Show trade-offs. When stakeholders ask "why not X?", share the prioritization rationale, not just "it's not on the roadmap."
Update proactively. Stakeholders should not be surprised by changes; communicate shifts before they ask.
Separate commitment from aspiration. Clearly label what is committed vs what is being explored.
11. Relationship to adjacent disciplines
Discipline
Boundary
Business Analysis
PM defines the problem space, market opportunity, and strategic direction. BA defines the detailed requirements, elicitation protocols, and solution validation. PM asks "what and why"; BA asks "what exactly and how to prove it." In small teams, one person fills both roles. In larger organizations, they are distinct but tightly coupled — PM feeds BA with validated problems and priorities; BA feeds PM with specification quality and stakeholder analysis.

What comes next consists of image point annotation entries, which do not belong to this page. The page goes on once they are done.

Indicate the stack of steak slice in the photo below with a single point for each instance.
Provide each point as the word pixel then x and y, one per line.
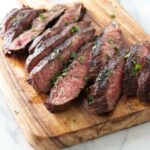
pixel 5 25
pixel 143 92
pixel 39 24
pixel 21 22
pixel 72 15
pixel 71 82
pixel 104 49
pixel 48 68
pixel 105 92
pixel 46 46
pixel 135 60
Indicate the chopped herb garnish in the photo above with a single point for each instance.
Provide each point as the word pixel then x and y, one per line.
pixel 110 40
pixel 75 29
pixel 81 59
pixel 86 78
pixel 66 23
pixel 136 67
pixel 42 17
pixel 64 72
pixel 73 55
pixel 112 16
pixel 127 55
pixel 90 99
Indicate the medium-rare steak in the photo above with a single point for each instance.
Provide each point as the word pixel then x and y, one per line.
pixel 19 24
pixel 105 92
pixel 72 15
pixel 143 92
pixel 135 60
pixel 104 49
pixel 70 83
pixel 38 26
pixel 44 49
pixel 10 16
pixel 42 75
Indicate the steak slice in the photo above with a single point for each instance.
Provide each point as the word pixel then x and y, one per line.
pixel 10 16
pixel 69 86
pixel 47 70
pixel 143 92
pixel 104 49
pixel 39 24
pixel 72 15
pixel 137 55
pixel 19 24
pixel 45 48
pixel 106 91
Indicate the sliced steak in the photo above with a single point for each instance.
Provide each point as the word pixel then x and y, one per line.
pixel 19 24
pixel 72 15
pixel 104 49
pixel 106 91
pixel 10 16
pixel 43 74
pixel 45 48
pixel 137 55
pixel 143 92
pixel 69 86
pixel 38 26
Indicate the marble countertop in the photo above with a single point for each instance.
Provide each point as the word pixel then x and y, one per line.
pixel 11 137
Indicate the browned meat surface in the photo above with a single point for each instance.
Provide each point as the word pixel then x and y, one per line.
pixel 70 83
pixel 38 26
pixel 19 24
pixel 143 92
pixel 104 49
pixel 45 48
pixel 106 91
pixel 45 72
pixel 72 15
pixel 10 16
pixel 135 60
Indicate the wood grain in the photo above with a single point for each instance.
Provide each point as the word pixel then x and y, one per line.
pixel 45 130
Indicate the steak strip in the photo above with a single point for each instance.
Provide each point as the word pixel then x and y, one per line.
pixel 143 92
pixel 68 87
pixel 45 48
pixel 104 49
pixel 135 61
pixel 38 26
pixel 106 91
pixel 43 74
pixel 72 15
pixel 19 24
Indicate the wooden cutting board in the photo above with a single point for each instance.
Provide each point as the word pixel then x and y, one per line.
pixel 45 130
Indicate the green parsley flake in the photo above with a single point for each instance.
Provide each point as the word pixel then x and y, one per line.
pixel 90 99
pixel 73 55
pixel 75 29
pixel 42 17
pixel 112 16
pixel 81 59
pixel 110 40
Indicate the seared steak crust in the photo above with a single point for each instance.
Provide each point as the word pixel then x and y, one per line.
pixel 106 91
pixel 143 92
pixel 44 48
pixel 68 87
pixel 134 63
pixel 19 24
pixel 104 49
pixel 71 15
pixel 42 75
pixel 38 26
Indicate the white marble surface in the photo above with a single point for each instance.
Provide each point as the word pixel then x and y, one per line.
pixel 11 137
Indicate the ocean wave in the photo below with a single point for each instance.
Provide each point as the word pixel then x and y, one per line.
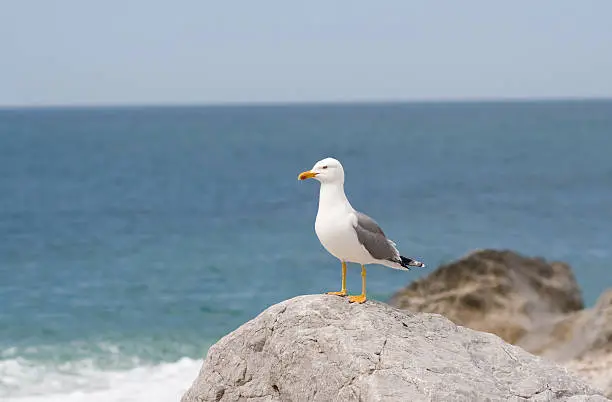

Project Management (Governance)
PM defines what to build and why (product priorities, roadmap, outcomes). Project Management governs how to deliver it (schedule, budget, scope, risk, resource allocation). Product decides priorities; Project ensures they ship within constraints. Confusion between these roles is a common anti-pattern — see PM-SDLC-PDLC-BRIDGE.md for the delineation.
UX / UI Design
PM and UX form the core of the "product trio" (with Engineering). PM owns the value proposition and market positioning; UX owns the experience design and usability. They collaborate most intensely during P1–P2 discovery and SDLC phases A–C.
Marketing
PM defines ICP, positioning, and competitive narrative; Marketing operationalizes GTM, channels, campaigns, and growth loops. PM owns "why this product wins"; Marketing owns "how the market knows."
Customer Success
PM uses CS signals (churn patterns, health scores, support themes) as inputs for P5 decisions. CS uses PM's roadmap and vision to set customer expectations and plan proactive outreach.
Engineering
PM defines what and why; Engineering defines how and when. The Product hat in Forge ensures engineering decisions stay aligned with product strategy; the Engineering hat ensures product decisions respect technical reality.